How have we repaid them?

They also used bird language to communicate to each other in secret.
 
"In the Southwestern United States, Pueblo (capitalized) refers to the Native tribes of Puebloans having fixed-location communities with permanent buildings. The Spanish explorers of northern New Spain used the term pueblo to refer to permanent indigenous towns they found in the region, mainly in New Mexico and parts of Arizona, in the former province of Nuevo México. This term continued to be used to describe the communities housed in apartment structures built of stone, adobe mud, and other local material.[2] The structures were usually multi-storied buildings surrounding an open plaza, with rooms accessible only through ladders raised/lowered by the inhabitants, thus protecting them from break-ins and unwanted guests. Larger pueblos were occupied by hundreds to thousands of Puebloan people. Various federally recognized tribes have traditionally resided in pueblos of such design. Later Pueblo Deco and modern Pueblo Revival architecture, which mixes elements of traditional Pueblo and Hispano design, has continued to be a popular architectural style in New Mexico. The term is now part of the proper name of some historical sites, such as Acoma Pueblo. "

Pueblo
 
The POWER of DIVERSITY...............

The Code Talkers

"Consequently, in 1940 and 1941, the army recruited Comanche, Meskwaki, Chippewa, and Oneida language speakers to train as code talkers; they later added eight Hopi speakers. In April 1942, the Marine Corps trained twenty-nine Navajo men in combat and radio communications. They went on to serve as the foundation of the largest code-talking program in the military."

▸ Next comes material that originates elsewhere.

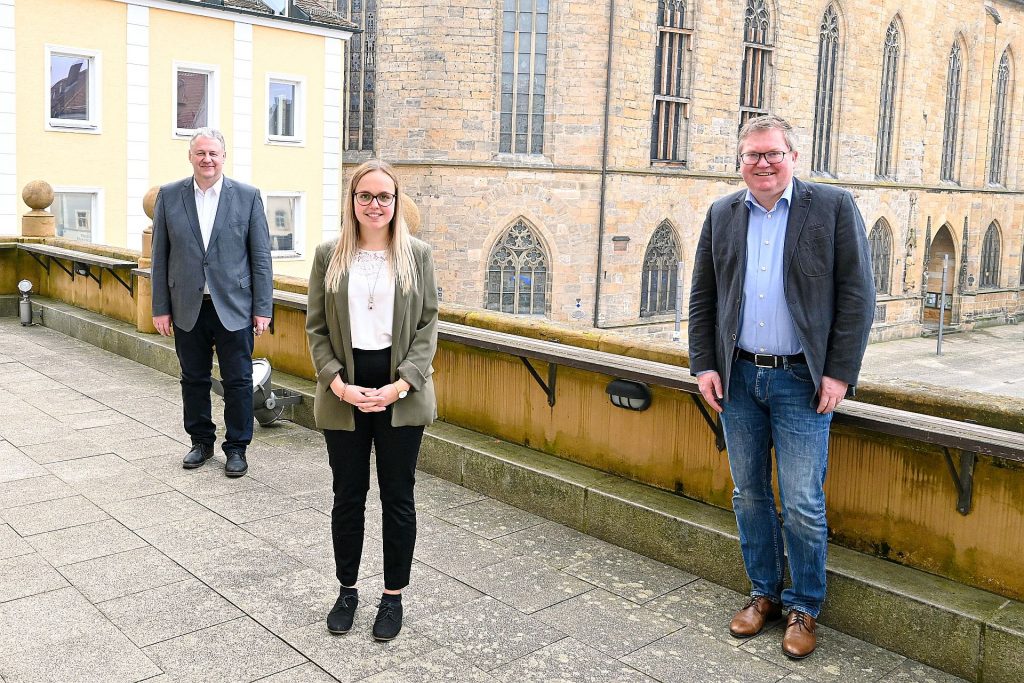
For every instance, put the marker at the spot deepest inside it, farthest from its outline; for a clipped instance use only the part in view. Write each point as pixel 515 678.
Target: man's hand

"Dispersed across six marine divisions fighting in the Pacific, the Navajo radiomen saw action in many pivotal battles, including Guadalcanal, Bougainville, Tarawa, Makin, Kwajalein, Eniwetok, Saipan, Guam, Tinian, Peleliu, Iwo Jima, and Okinawa."

And the Japanese had no idea what the Americans were doing.
They were awesome!
 
Anyone can play that game.

Unless you are pure blood Italian, your proto English, Germanic, French, Scottish ancestors were savages who only became civilized under the military occupation of Roman Legions.

They had a wide variety of water craft, from rafts to dugouts to kayaks to craft with sails. And in those "unseaworthy vessels," they managed to create trade that spanned the coasts, and brought goods from Canada down to the Gulf Coast, and back again. They have found Great Lakes copper items in ancient pueblos in the Southwest, and of course maize, which was first domesticated by indigenous Mexicans, found its way across the entire continent.